On the basis of the scheme set out above, individual part processes can be studied and more data on conditions of work and cooperation by the other players in conferences can be obtained. Some of the data collected may be of interest to professional associations, covering questions such as by whom interpreters are recommended or how much time it takes to draw up a quotation. Other information, such as booth position, anticipated and actual number of languages and directions, may be of interest to organizers and should be made available to them, in the hope of securing closer cooperation between them and interpreters. If Vuorikoski stipulates the “informed” interpreter (Vuorikoski 2004: 46f) as well as collaboration between speakers and interpreters (Vuorikoski 2004: 15), the author of this article would add that information and collaboration are of the essence between all parties involved (client representatives, agency and technical staff, speech and ghost writers), especially in cases where conferences are complex and involve many languages; interpreters should be consulted beforehand so as to take account of communication needs (and interpreters’ needs) in due time before problems arise. “Talk to your interpreters” is a recommendation made by the EU DG for Interpretation, by AIIC and many national professional organizations (cf. also Mack 2002: 117). It should be clear to all in advance who expects whom to do exactly what in a given scenario, what participants expect from interpreters and vice versa. This will help interpreters fulfil the expectations of speakers and listeners alike, and help all those involved understand which limitations are intrinsic in mediated multilingual communication and what they can do to achieve an optimum result. Competence in organizing multilingual interpreted events means being aware of these constraints and taking due account of them. In some cases, it is possible to determine in advance which preferences a client or and audience has, even if this does not necessarily correspond with interpreters’ preferences (e.g. IT subjects where interpreters are requested to use in-house jargon, i.e. ‘English at its worst,’ and not to bother about target-language style).

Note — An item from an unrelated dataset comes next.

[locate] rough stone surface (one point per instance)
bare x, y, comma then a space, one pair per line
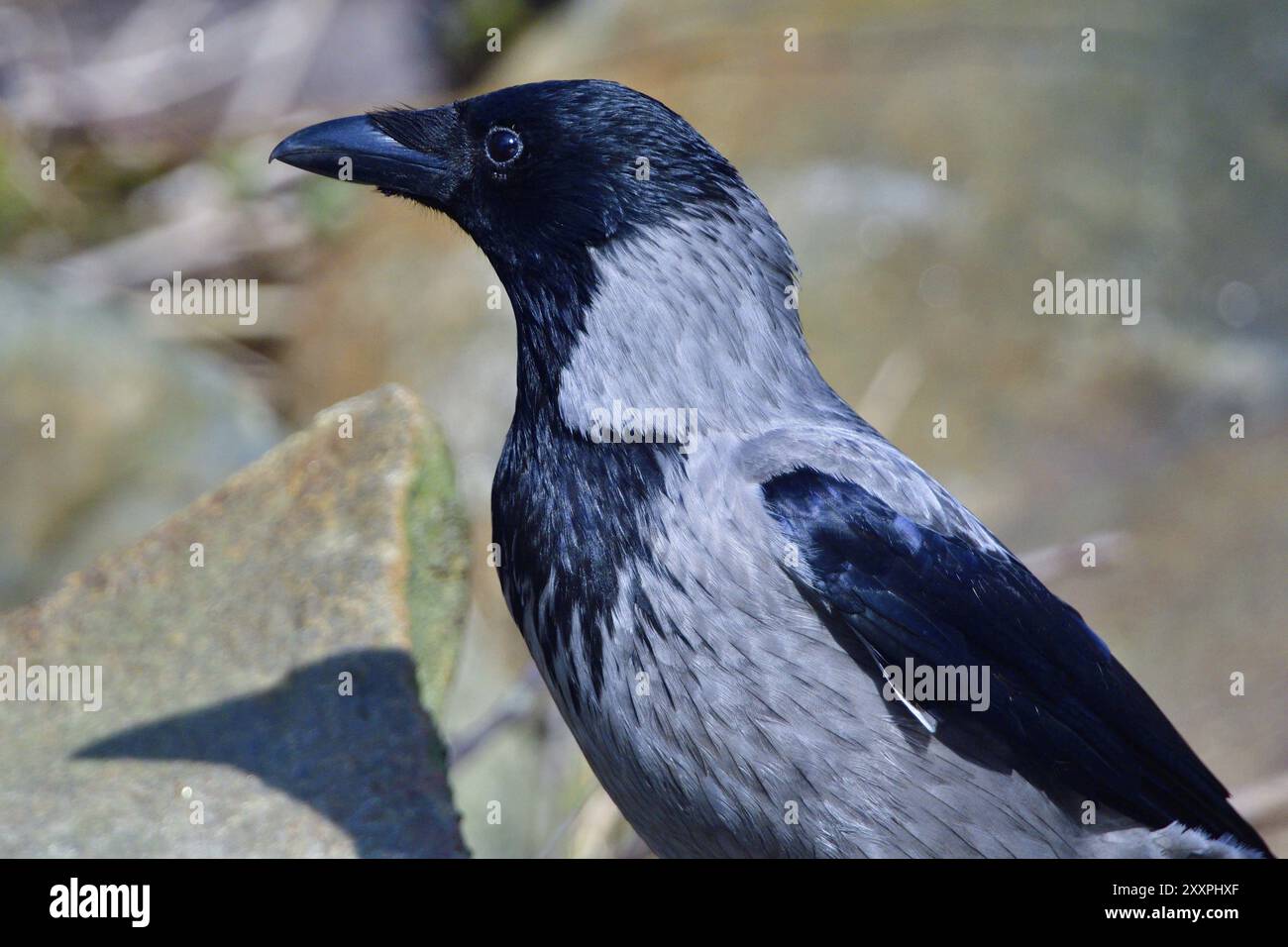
222, 684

If it is true that conference organizers are tempted to resort to the services of conference interpreters only when the topics are of a general nature and to prefer the use of English by all when the topics are very complex or technical (Vuorikoski 2004: 15), this constitutes a serious challenge to the profession. Conference interpreting is intended to formally put all participants on an equal basis and contributes to optimizing communication in multilingual settings. Interpreters should do everything they can to be able to make that contribution and the users of their services should be made to understand its importance.

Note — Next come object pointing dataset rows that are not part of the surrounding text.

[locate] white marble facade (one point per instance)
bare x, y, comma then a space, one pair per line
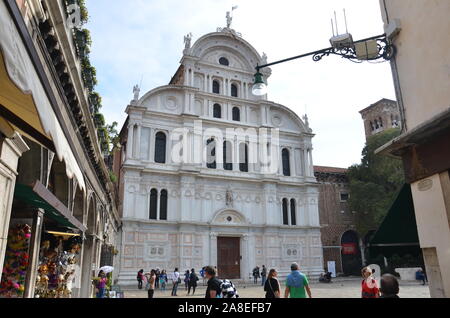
205, 204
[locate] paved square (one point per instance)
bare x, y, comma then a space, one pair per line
339, 289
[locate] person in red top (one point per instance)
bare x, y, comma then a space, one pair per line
369, 284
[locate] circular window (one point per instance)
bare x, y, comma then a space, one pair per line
224, 61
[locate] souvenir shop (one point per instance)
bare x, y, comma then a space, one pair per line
42, 258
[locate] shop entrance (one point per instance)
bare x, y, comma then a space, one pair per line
229, 257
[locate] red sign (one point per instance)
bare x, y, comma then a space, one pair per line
349, 248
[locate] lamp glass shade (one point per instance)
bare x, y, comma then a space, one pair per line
259, 89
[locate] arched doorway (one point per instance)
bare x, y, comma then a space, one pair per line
351, 253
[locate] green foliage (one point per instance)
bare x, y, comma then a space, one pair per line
374, 183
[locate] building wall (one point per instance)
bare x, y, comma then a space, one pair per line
205, 204
380, 116
420, 71
336, 218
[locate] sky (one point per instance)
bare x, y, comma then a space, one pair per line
138, 41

If it is agreed that quality assurance does not relate to the text produced by the interpreter alone but includes processes required to be able to produce such a text, the next step is putting this insight into professional practice. The approach suggested above can be used by individual interpreters who are interested in having information on the conferences they work at, or by groups of interpreters or agencies eager to obtain some information on how fellow interpreters whom they wish to hire tend to proceed, or, for that matter, by conference organizers, or, last but not least, by trainers who are seeking to raise trainee awareness of the overall conditions and requirements of any interpreting act.